10. Cars Are Liberating

Traveling by plane may be quite efficient, but there's something engaging and empowering about driving oneself in one's own car. Going where you like, as quickly as you like, and with whom you like, you feel acutely in control of your destiny. You also sense the power that's sending you on your way, whether from the growl of the engine, the bugs splattering on the windshield, or the wind roaring past. You can sense your surroundings and your place in them.

9. Driving in America Is A Privilege

Cities, towns, bridges, farms, forests, and trees, we've got it all, much of it beautiful. Moreover, you can drive among it all at your will, traveling from an urban metropolis, over rivers, and past fields fallow and thick-planted, all in one day. Fuel for you and your car is inexpensive and abundant, and today cell phone and GPS technology can get you out of practically bind in which you find yourself. America is the land not just of extraordinary but multifarious plenty.

8. America Needs Some Cardio

Perhaps it's because they rely more on driving than walking, perhaps it's the diet, but suburban people are packing a little pudge. This surely doesn't apply to many demographics, such as manual laborers, but the same types of people seem a tad hefty. I can't say with any certainty whether they're any more rotund than urban denizens, but I noticed the weight.

7. Tattoos  For All

Likewise, the tattoo phenomenon is not confined to cities. It's everywhere and I must conclude we're a tattooed nation.

6. Friendly Folk

When I walk about in the city I look up and around at people. I try to smile and acknowledge them, attempts which usually fail to elicit a response. Outside the city, people actually smile back. They make small talk and ask you about yourself. Parents let their children go about and the little tikes even say hello to you, a stranger, with an innocence you thought had vanished.


5. Brand Relief

I spent a day at Holiday World in Santa Claus, Indiana, and yes I was skeptical. You know what, though? The substitution of American traditions for the usual Disney-Warner Brothers franchises was refreshing. I didn't feel like anything was being sold to me and the experience didn't seem tailored to pry open my wallet, though it did so.

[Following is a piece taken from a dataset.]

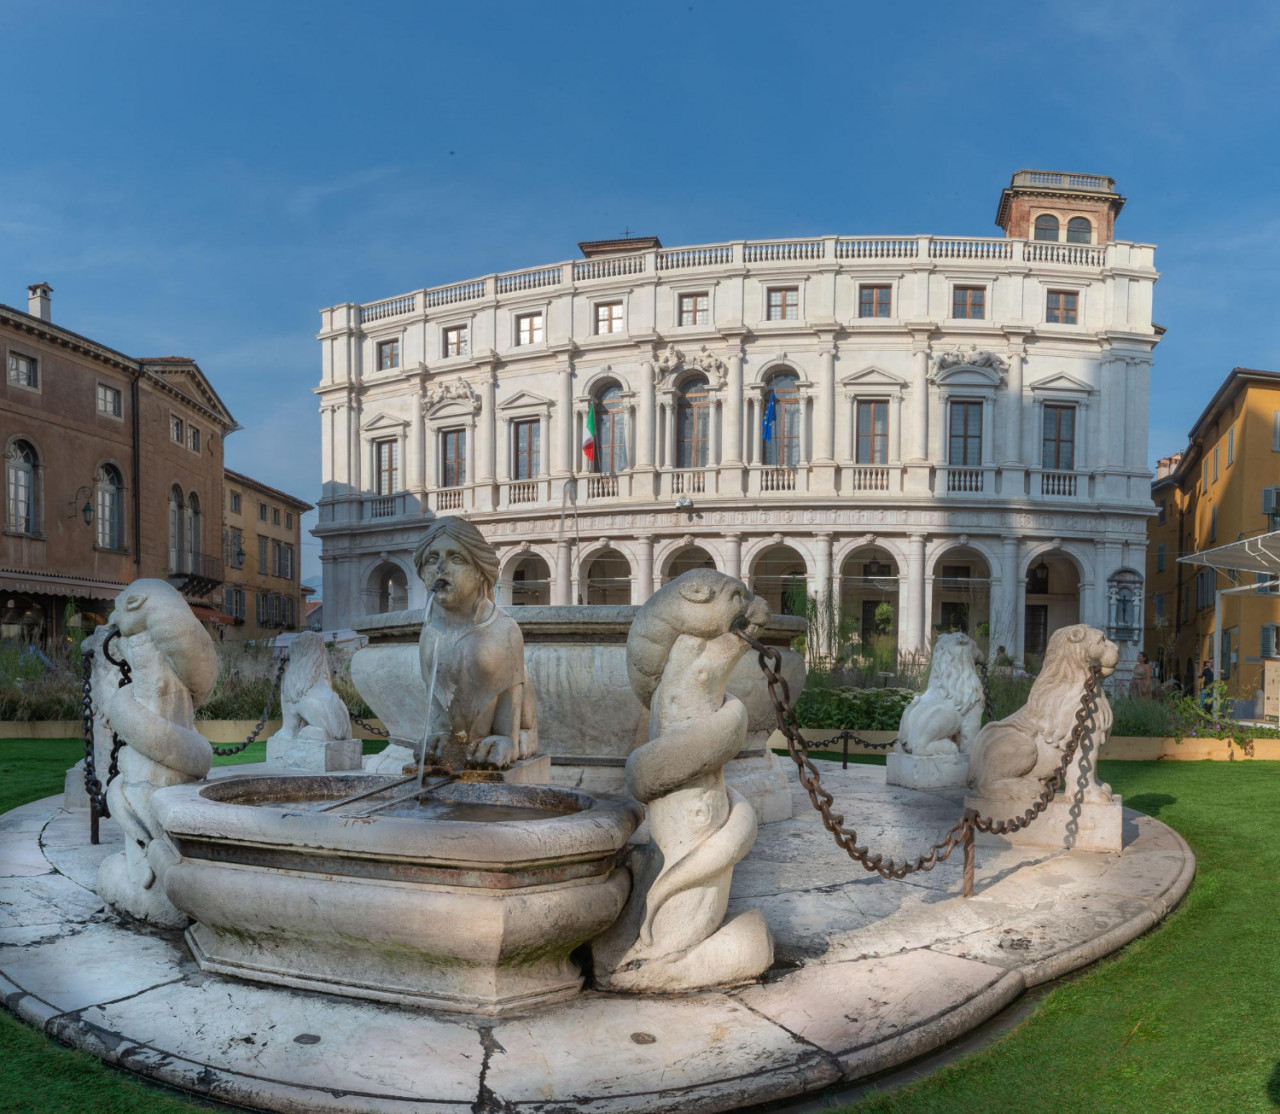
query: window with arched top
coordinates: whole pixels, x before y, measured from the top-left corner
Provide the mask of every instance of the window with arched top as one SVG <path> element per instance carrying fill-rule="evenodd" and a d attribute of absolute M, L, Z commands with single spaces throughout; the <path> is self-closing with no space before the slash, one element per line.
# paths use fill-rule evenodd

4. Construction Gets Finished

We must have passed a dozen large construction sites between here and Kentucky, all of them abuzz with apparently useful activity as we went by. Such is in contrast to construction projects in the city which seem to lay fallow for weeks on end. The sight of those active projects might not have been representative, but one couldn't escape the sense that the work might soon be finished, a feeling which eludes even the most optimistic New Yorker.

3. We're All Just Folk

Whether it's y'all or you's, a twang or a drawl, people are still more or less the same. The elitist in me wants to raise myself, the curmudgeon wants to bring everyone else down, and the New Yorker in my wants simultaneously to praise and condemn everyone outside the city, but it seems people are all just folk.

2. Travel is Instructive

Not tourism, mind you, but the travel which by which you get to know people. I found it enormously instructive to observe, and in this case enjoy, the manners and customs of other people. I'm not so persuaded by the globetrotting dilettantes that I'm going to gain so much by seeing a building, arch, or river in person, but one cannot deny there is no substitute for directly interacting with people. You're a little self-conscious at first, but after a little introduction a happy exchange of accents, manners, and oddities is underway. Who uses which turn of phrase, what town or street is pronounced how and why, these are life's enriching details. Such exchanges are both refreshing and conducive to introspection. I can't help but see my less-traveled self as a little small-minded.

1. Courtesy Rules the Day

The word courtesy stems from Latin's cohors, of which here it'll suffice to say that it suggests a group, and what is courtesy other than treating someone as part of your group and therefore worthy of some respect. Courtesy not only treats others well, but it creates a sense of space, of a community in which people share something. Manners make society.